El crecimiento sostenido del monotributo presiona sobre el financiamiento del sistema previsional argentino. Dado que los aportes mensuales son más bajos que los de un trabajador registrado, a medida que aumenta la cantidad de personas inscriptas en este régimen, también crece la cantidad de aportantes necesarios para sostener una jubilación.
Hoy se necesitan 34 monotributistas para financiar un haber medio, frente a 3,5 asalariados registrados, según un informe del Ieral de la Fundación Mediterránea elaborado por las economistas Laura Caullo y Guadalupe Galíndez.
El Sistema Integrado Previsional Argentino (SIPA) cuenta con 10,3 millones de aportantes para financiar 7,5 millones de beneficios. De ese total, el 74% corresponde a trabajadores en relación de dependencia y el 26% restante a independientes, entre los cuales 2,2 millones son monotributistas.
El trabajo detalló que la participación del monotributo dentro del total de aportantes se duplicó en casi tres décadas: pasó del 9% en 1998 a más del 20% en marzo de 2026. En números absolutos, la cantidad de inscriptos al régimen que contribuyen al sistema saltó de 513.000 a 2,2 millones, lo que significó un incremento del 331%.
Diez veces menos aportes
El informe indica que, expresado como porcentaje del ingreso promedio de un trabajador registrado, el aporte previsional equivale al 11,2% para los asalariados, al 5,2% para los autónomos y apenas al 1,1% para los monotributistas.
En marzo de 2026, un asalariado registrado aportaba en promedio $187.098, mientras que un monotributista contribuía con apenas $19.215 mensuales, casi diez veces menos. Esa brecha en los montos explica por qué hacen falta tantos más aportantes del régimen simplificado. Incluso para una jubilación mínima con bono, la relación es de 2,4 asalariados frente a 23 monotributistas.

La composición interna del régimen profundiza esta diferencia: más de la mitad de los monotributistas que aportan al SIPA se ubica en la categoría A, y casi dos tercios se concentran entre las categorías A y B. Así, el grueso de los inscriptos en ese régimen están en los escalones de menor facturación y, en consecuencia, de menor aporte previsional.
“Estos resultados no implican que el monotributo sea un problema en sí mismo”, señala el informe del Ieral. El régimen permitió sumar al sistema previsional a millones de trabajadores independientes que de otro modo probablemente quedarían fuera de la formalidad.

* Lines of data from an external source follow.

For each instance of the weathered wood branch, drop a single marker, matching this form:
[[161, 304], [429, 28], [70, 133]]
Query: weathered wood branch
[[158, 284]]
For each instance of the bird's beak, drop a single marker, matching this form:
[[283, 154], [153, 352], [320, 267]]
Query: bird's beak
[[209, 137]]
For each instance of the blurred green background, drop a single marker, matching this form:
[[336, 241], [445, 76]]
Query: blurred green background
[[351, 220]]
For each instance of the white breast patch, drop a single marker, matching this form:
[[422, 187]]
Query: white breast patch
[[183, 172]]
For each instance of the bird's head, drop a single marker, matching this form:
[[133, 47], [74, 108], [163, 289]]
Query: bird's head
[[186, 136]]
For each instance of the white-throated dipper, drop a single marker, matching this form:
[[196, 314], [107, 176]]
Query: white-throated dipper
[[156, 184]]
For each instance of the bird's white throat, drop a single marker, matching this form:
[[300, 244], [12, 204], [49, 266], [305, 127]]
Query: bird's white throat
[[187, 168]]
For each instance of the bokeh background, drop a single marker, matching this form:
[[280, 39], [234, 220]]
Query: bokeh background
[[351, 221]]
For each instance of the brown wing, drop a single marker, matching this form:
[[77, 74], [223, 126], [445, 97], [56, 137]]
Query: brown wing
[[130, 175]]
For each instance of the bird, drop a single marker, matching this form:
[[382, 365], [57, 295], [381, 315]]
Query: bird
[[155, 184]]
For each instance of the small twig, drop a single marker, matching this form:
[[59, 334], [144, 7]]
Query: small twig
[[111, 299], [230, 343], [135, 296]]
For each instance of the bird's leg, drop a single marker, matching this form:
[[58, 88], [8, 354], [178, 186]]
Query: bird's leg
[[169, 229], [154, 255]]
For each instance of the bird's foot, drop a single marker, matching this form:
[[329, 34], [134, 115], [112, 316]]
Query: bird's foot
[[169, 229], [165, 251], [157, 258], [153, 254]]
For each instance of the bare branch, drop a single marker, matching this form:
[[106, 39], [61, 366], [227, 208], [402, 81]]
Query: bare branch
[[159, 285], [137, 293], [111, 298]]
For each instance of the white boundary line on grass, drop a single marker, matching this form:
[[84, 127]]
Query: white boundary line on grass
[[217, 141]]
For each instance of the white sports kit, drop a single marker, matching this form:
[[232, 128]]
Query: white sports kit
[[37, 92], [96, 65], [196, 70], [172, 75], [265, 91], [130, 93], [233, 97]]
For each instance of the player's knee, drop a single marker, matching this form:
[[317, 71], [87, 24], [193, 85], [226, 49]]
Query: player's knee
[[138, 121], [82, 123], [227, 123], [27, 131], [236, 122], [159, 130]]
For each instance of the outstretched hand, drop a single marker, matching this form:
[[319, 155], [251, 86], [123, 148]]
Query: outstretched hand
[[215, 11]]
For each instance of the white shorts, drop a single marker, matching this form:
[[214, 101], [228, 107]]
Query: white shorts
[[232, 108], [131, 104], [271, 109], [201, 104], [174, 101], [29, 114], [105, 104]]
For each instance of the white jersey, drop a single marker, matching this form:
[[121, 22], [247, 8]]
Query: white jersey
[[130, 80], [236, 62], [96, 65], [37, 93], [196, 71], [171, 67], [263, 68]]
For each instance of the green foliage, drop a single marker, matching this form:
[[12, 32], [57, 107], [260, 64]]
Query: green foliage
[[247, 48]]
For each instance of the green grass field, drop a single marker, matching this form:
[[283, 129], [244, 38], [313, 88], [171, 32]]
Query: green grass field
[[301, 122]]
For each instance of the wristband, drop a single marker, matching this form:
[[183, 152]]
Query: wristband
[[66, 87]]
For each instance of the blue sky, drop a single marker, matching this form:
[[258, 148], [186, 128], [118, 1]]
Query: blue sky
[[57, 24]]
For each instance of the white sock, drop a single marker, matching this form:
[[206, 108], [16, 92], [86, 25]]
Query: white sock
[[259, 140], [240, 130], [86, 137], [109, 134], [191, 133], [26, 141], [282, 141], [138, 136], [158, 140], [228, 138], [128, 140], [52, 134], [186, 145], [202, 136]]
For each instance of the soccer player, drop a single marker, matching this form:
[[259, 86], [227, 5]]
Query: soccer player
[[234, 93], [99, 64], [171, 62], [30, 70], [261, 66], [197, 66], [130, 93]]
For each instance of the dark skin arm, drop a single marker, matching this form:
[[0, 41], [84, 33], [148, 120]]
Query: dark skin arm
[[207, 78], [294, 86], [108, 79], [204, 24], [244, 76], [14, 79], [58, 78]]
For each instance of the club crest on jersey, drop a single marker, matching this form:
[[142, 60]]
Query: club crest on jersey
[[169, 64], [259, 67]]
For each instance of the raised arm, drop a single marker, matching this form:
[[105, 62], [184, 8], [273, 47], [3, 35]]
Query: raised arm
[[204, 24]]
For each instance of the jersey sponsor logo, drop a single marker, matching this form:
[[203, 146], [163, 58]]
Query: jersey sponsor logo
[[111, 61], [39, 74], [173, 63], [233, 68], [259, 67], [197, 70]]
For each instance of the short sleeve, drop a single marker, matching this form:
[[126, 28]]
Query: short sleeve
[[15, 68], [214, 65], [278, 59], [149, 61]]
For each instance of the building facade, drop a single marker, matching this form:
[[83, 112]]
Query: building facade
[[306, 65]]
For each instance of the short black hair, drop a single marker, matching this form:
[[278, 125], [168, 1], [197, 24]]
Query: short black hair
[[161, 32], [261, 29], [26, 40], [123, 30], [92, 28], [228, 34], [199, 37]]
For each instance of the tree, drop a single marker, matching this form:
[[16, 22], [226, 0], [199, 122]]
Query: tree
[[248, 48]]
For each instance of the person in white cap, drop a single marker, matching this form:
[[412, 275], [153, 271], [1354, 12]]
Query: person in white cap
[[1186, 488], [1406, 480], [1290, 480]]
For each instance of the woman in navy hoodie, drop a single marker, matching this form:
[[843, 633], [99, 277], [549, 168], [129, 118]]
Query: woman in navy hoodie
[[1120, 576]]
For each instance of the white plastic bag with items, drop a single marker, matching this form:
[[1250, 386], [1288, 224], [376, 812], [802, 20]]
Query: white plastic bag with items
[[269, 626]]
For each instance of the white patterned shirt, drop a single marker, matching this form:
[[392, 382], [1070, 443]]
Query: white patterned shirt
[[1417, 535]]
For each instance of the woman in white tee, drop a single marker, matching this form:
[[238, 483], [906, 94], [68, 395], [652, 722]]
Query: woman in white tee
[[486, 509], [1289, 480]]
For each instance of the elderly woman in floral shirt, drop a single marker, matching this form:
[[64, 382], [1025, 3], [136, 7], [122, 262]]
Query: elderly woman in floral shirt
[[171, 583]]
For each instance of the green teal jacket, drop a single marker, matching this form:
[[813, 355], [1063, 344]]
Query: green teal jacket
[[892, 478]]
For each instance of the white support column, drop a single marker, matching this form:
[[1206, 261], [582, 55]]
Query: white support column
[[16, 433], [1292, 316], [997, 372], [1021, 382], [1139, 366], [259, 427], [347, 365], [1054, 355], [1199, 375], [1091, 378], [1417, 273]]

Sin embargo, apunta que su creciente participación se combina con otros dos factores: la elevada informalidad laboral y el envejecimiento de la población. Según el INDEC, la población de 65 años y más pasará del 12% en 2022 al 17% en 2040, mientras que el índice de envejecimiento treparía de 55 a 115 adultos mayores por cada 100 menores de 15 años.
El impacto en los haberes
El trabajo del Ieral destacó que los aportes y contribuciones ya no alcanzan para cubrir el gasto previsional del SIPA, que arrastra un déficit cercano al 2% del PIB y requiere transferencias del Tesoro Nacional.
Este déficit tiene consecuencias en los haberes. En los últimos tres años, la jubilación media perdió 13% de poder adquisitivo y la mínima con bono cayó 20%. En paralelo, cerca de un millón de personas mayores de 65 años continúan trabajando, el 4,6% de los ocupados totales.

El informe concluye que la reforma previsional pendiente no solo deberá revisar la edad de retiro y los requisitos de acceso, sino también repensar las bases de financiamiento de un sistema pensado para un mercado laboral que ya cambió, y que seguirá cambiando a medida que crezca el peso del monotributo.
El FMI, cuya directora gerente acaba de visitar la Argentina, ya le pidió al Gobierno que avance en las dos direcciones: una reforma previsional y cambios en el monotributo para alinear las alícuotas y las contribuciones sociales con el régimen general.